A man sitting in an adirondack chair in a garden, hand on chin, smiling.

(Natasha Komoda)

[Hear Ross Gay Reading Pawpaw Grove on this episode of Earth Eats.]

Yesterday I left my building on campus and was biking along the Jordan River--truly, it's called the Jordan River and unlike its more famous cousin, was named for David Starr Jordan, one-time president of Indiana University, eventual president of Stanford University, and pioneer in the field of eugenics--to investigate what I suspected, zooming by a few days back, might be a pawpaw grove. It is a sweet correction this computer keeps making, turning pawpaw into papaw, which means, for those of you not from this neck of the woods, papa or grandpa, which a pawpaw grove can feel like, especially standing inside of it, midday, when the light limns the big leaves like stained glass and suddenly you're inside something ancient and protective.

It only now occurs to me that not every reader will know the pawpaw, which doubles my delight, for I am introducing you to the largest fruit native to the States. Its custardy meat surrounds a handful of large black seeds. It tastes like a blend of banana and mango, in that tropical ballpark, shocking here in the Midwest, and as a consequence of its flavor profile it has been called the Indiana or Hoosier banana, the Michigan banana, the Kentucky banana, the Ohio banana, the West Virginia banana, and probably, the Pennsylvania banana. And maybe the Virginia banana. And most likely the Illinois banana. Alabama banana for sure. And the banana of Kansas. The leaves seem to be insecticidal and smell that way. The flowers are so labial they will warm your heart.

Telling where this grove is--between Ballantine Hall and the President's House, right along the river, which is actually a creek--is not, evidently, the kind of thing you always do, which I learned when I asked my friend Julie where the pawpaw grove was that she was raving about the previous year. "I'm not telling!" she laughed, incredulous, though she does not remember this interaction, or her pawpaw grove, conveniently.

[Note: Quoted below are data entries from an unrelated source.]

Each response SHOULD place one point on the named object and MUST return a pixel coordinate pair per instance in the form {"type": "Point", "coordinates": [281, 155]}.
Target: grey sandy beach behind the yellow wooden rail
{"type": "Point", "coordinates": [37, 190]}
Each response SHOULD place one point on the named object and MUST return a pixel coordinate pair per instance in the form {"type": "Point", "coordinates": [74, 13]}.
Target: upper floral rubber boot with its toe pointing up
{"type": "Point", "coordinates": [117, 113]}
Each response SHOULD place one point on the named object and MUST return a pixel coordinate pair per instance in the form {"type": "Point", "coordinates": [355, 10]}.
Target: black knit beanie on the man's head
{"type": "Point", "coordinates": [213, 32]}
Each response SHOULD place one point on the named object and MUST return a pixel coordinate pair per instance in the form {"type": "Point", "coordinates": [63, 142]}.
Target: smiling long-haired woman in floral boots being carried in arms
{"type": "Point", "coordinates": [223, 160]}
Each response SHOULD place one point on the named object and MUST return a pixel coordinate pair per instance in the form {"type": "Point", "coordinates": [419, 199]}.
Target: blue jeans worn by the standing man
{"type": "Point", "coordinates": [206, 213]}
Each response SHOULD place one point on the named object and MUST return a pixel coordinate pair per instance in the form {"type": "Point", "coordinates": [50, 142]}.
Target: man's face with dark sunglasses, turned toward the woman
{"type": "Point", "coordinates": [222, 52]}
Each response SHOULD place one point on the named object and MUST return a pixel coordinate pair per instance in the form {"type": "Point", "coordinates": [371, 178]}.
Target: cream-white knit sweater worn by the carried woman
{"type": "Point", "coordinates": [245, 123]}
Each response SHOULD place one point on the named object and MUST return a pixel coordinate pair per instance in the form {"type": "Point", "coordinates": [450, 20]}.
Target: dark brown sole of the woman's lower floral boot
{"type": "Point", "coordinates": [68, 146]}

I admire her pawpaw covetousness. It reminds me of the dreams I still sometimes have--sleeping dreams--of treasure of one kind or another. As a kid it used to be money, especially silver coins, often in big old chests, something I imagine was informed at least somewhat by the movie Goonies.

But as I get older, the treasure in my dreams seems to shift. Now it's a veggie burger and French fries up the hill and around the bend that I can't remember how to get to. Or one final football game, granted thanks to some kind of athletic eligibility snafu, at which, when I arrive for it, usually late, my teammates either don't recognize me or would rather I didn't play. Or, less miserably, last night I left an event in celebration of my Uncle Roy who was also Barack Obama, because I was underdressed [a theme]. I found some beautiful green pants that fit me well in a chest of drawers in my childhood apartment, though I lost track of the festivities, so enamored was I of theses pants. My mother stepped out from the hall, shouting disapprovingly that the first speaker had already finished, turning quickly on her heel to return to her seat.

The delight of a pawpaw grove, in addition to the groveness, which is also a kind of naveness, is in learning how to spot the fruit, which hangs in clusters, often and somewhat hight in the tree. This encourages pointing, especially if you are not alone, a human faculty that deserves at least a little celebration, something I realized with I pointed toward a grape I had tossed in the direction of a dog to no effect, and then a few days later pointing at a bird for a baby to notice, same result. The pointing skill, pointing and following the point, is acquired (I wonder if there is a pointing stage), and a miracle of cognition. A miracle to know there is an invisible line between the index finger and that barely discernable trio of fruit swaying way up in the canopy, blending into the leaves until they twist barely into the light, and out of it. There's one, you whisper, lest they fly away.